However, most of us aren’t in either of these categories: we’re no longer young, and we’re taking blood pressure medication, and that’s where ‘low’ blood pressure might not be such a good thing. In several clinical trials, Type 2s taking medication, often older people in their 60s, and who have pressures of 120 mm or lower, have a slightly increased risk of heart attacks and other vascular events, and once the pressures fall to 110 or lower, then the kidneys can be stressed as well. In addition, these low pressures can give unpleasant symptoms – for example, dizziness, especially when standing up or getting out of bed in the morning. So: aim for a blood pressure under 140 mm, but avoid 120 or lower.

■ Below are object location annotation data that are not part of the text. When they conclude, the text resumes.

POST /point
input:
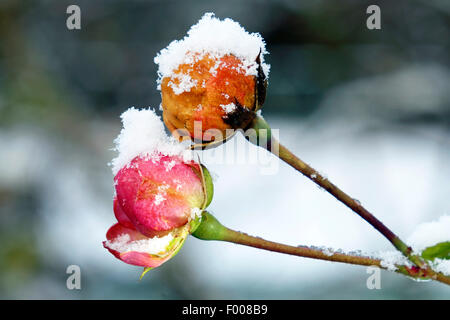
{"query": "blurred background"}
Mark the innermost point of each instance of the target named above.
(368, 108)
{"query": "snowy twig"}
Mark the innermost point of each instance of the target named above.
(212, 229)
(287, 156)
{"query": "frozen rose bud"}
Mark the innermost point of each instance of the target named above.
(158, 194)
(223, 96)
(212, 80)
(158, 203)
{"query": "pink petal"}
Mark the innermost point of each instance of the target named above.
(141, 259)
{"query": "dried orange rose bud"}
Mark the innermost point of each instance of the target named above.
(214, 78)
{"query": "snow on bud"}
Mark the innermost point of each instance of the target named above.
(158, 203)
(160, 192)
(212, 80)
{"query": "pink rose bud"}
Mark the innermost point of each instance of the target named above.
(158, 203)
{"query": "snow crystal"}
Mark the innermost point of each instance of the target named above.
(441, 265)
(185, 83)
(430, 233)
(151, 245)
(214, 37)
(169, 165)
(196, 212)
(143, 135)
(391, 259)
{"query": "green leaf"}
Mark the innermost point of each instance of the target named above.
(440, 250)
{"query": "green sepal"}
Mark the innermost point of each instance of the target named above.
(440, 250)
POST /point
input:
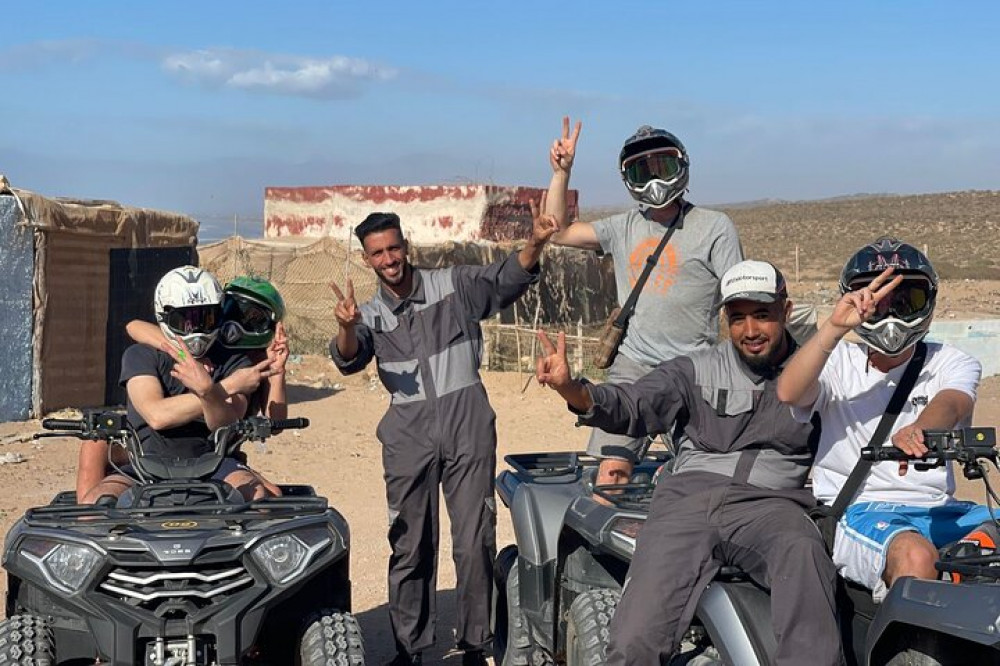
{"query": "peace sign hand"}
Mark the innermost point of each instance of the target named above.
(188, 370)
(563, 150)
(347, 312)
(856, 307)
(552, 367)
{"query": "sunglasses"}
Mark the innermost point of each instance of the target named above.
(251, 316)
(908, 301)
(193, 319)
(662, 164)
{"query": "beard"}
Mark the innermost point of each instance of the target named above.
(395, 280)
(766, 363)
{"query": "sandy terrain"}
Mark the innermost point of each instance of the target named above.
(340, 456)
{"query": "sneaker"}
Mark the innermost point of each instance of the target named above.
(473, 658)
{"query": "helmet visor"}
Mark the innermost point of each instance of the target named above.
(251, 316)
(193, 319)
(909, 301)
(664, 164)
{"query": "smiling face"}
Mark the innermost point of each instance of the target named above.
(385, 252)
(757, 330)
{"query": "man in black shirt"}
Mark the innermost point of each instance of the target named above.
(179, 394)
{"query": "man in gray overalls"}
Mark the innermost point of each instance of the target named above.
(736, 494)
(422, 328)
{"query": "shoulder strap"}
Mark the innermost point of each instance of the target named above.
(629, 306)
(899, 397)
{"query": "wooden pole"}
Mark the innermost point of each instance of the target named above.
(517, 337)
(534, 340)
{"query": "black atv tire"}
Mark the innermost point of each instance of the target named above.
(588, 628)
(26, 640)
(511, 641)
(332, 638)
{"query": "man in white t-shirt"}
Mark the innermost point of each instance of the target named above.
(900, 516)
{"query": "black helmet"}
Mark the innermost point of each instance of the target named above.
(654, 165)
(904, 316)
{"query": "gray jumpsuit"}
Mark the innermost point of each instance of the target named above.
(736, 497)
(439, 430)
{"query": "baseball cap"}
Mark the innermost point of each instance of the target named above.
(751, 280)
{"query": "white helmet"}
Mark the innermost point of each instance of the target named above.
(188, 306)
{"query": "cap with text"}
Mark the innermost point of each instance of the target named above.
(751, 280)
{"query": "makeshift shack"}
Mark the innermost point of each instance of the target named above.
(72, 273)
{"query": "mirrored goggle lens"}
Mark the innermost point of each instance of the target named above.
(250, 315)
(907, 301)
(663, 165)
(197, 319)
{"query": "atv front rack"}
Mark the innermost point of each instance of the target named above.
(96, 514)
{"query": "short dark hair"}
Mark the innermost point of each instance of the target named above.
(376, 222)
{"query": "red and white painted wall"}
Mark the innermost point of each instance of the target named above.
(430, 214)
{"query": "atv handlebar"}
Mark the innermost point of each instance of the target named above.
(289, 424)
(964, 445)
(63, 424)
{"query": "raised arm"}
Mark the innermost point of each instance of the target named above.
(561, 156)
(145, 333)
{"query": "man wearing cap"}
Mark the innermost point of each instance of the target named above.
(439, 433)
(676, 312)
(736, 494)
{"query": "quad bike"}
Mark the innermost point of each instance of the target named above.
(558, 587)
(181, 570)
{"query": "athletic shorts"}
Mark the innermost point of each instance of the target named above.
(866, 530)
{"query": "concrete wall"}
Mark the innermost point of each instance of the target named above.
(16, 270)
(430, 214)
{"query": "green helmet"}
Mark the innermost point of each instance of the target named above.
(251, 308)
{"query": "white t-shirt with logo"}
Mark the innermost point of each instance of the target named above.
(853, 396)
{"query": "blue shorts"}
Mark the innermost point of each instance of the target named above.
(867, 529)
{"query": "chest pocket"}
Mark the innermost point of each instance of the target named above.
(727, 401)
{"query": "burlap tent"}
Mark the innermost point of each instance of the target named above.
(73, 244)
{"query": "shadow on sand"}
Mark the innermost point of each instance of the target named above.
(380, 647)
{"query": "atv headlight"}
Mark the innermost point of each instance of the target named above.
(285, 556)
(67, 565)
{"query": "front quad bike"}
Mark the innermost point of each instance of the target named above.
(558, 587)
(180, 571)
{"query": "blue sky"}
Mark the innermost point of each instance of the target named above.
(197, 106)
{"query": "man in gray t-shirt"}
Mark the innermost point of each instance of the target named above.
(676, 312)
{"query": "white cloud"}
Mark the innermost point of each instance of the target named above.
(337, 77)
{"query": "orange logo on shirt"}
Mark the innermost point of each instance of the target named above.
(665, 271)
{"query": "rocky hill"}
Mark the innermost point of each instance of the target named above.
(959, 229)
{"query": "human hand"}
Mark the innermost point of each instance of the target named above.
(563, 150)
(188, 370)
(910, 440)
(552, 367)
(346, 311)
(856, 307)
(543, 225)
(277, 350)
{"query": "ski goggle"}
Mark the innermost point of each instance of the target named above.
(251, 316)
(193, 319)
(661, 164)
(908, 301)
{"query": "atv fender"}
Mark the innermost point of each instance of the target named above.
(737, 617)
(538, 512)
(965, 611)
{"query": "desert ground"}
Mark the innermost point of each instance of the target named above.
(340, 456)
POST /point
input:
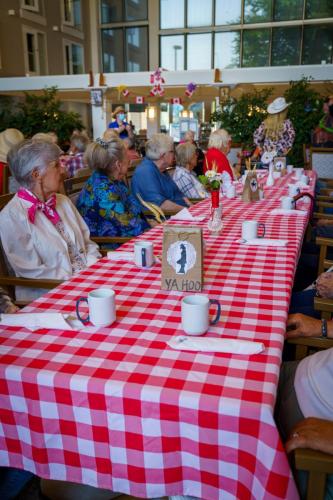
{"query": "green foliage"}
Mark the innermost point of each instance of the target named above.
(305, 111)
(243, 116)
(41, 113)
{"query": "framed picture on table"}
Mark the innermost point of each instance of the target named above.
(96, 97)
(280, 163)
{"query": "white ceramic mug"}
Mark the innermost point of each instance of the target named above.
(195, 314)
(231, 191)
(102, 307)
(305, 179)
(299, 172)
(293, 190)
(143, 253)
(250, 229)
(287, 203)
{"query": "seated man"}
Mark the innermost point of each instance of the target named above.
(305, 390)
(151, 181)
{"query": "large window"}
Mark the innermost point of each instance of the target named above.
(172, 52)
(72, 12)
(115, 11)
(227, 49)
(35, 52)
(245, 33)
(74, 61)
(125, 49)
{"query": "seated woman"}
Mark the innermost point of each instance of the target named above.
(42, 233)
(184, 177)
(216, 155)
(105, 202)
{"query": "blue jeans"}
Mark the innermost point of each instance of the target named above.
(12, 481)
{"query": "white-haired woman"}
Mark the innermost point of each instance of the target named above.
(276, 134)
(42, 233)
(150, 179)
(216, 156)
(105, 202)
(184, 177)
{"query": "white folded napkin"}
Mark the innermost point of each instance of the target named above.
(204, 344)
(285, 211)
(36, 321)
(265, 242)
(185, 214)
(126, 256)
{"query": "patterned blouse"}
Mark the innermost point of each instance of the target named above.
(109, 209)
(283, 143)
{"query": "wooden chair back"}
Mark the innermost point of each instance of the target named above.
(321, 160)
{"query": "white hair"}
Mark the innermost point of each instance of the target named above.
(31, 155)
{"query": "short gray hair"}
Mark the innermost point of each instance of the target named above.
(103, 155)
(184, 153)
(219, 139)
(79, 141)
(30, 155)
(157, 145)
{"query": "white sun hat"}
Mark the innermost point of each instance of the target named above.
(279, 104)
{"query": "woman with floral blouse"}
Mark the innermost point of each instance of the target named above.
(105, 202)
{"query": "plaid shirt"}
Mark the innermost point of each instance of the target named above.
(189, 184)
(74, 163)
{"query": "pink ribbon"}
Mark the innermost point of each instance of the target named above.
(48, 207)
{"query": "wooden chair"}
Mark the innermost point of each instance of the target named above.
(321, 160)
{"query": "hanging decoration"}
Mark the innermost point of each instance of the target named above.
(190, 89)
(157, 80)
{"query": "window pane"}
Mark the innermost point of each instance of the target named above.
(111, 11)
(199, 51)
(112, 50)
(172, 52)
(228, 12)
(199, 13)
(288, 11)
(317, 44)
(257, 11)
(256, 48)
(227, 49)
(136, 10)
(137, 49)
(77, 59)
(315, 9)
(172, 13)
(286, 44)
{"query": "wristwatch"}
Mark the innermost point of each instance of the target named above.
(324, 328)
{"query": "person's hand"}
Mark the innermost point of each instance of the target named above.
(324, 285)
(300, 325)
(324, 222)
(313, 433)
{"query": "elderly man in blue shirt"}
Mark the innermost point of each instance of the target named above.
(151, 181)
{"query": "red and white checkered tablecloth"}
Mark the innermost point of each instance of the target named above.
(117, 408)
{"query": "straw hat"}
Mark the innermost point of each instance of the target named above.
(9, 138)
(119, 109)
(279, 104)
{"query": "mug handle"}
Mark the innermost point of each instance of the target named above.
(83, 320)
(261, 225)
(143, 257)
(218, 312)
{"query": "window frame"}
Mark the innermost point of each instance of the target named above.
(33, 8)
(70, 43)
(35, 32)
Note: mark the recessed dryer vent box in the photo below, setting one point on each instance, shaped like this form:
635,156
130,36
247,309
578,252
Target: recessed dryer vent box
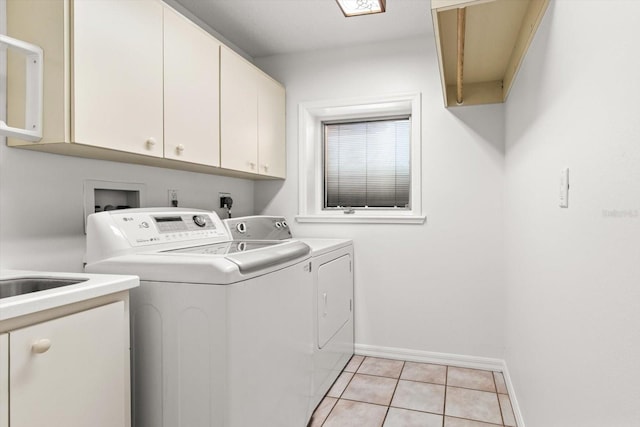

Key point: The target systolic blood pressure in people with diabetes is ideally between 120 and 140 mm. It shouldn’t go below 110 mm.

Treatment of hypertension

Drug treatment

We’ve seen that hypertension is hazardous and more so in Type 2s than in non-diabetic people. Non-drug approaches to hypertension were discussed in Chapter 7. Drug treatment of high blood pressure is effective and works very quickly. It reduces the risk of stroke and heart attack, and in the longer term helps preserve kidney function. For reasons that are still not clear, but possibly related to insulin resistance and the metabolic syndrome (see Chapter 3), Type 2 diabetes and hypertension go hand in hand, so that before treatment about 80% of Type 2s have systolic blood pressure above 140 mm. It’s a very unusual Type 2 hypertensive individual who can get away with no blood pressure medication at all, and many need two, three, four or even more medications. If there are kidney problems, especially protein in the urine (see Chapter 11), medication is critical for preserving good kidney function. Specific non-drug interventions, especially the DASH diet, and reducing salt and alcohol intake, can help you reduce the number or doses of blood pressure tablets you need (see Chapter 7), but don’t expect to be able to ditch every blood pressure medication; by the time most of us develop Type 2 diabetes in our late 50s or early 60s, hypertension has often been present for as long as 30 years.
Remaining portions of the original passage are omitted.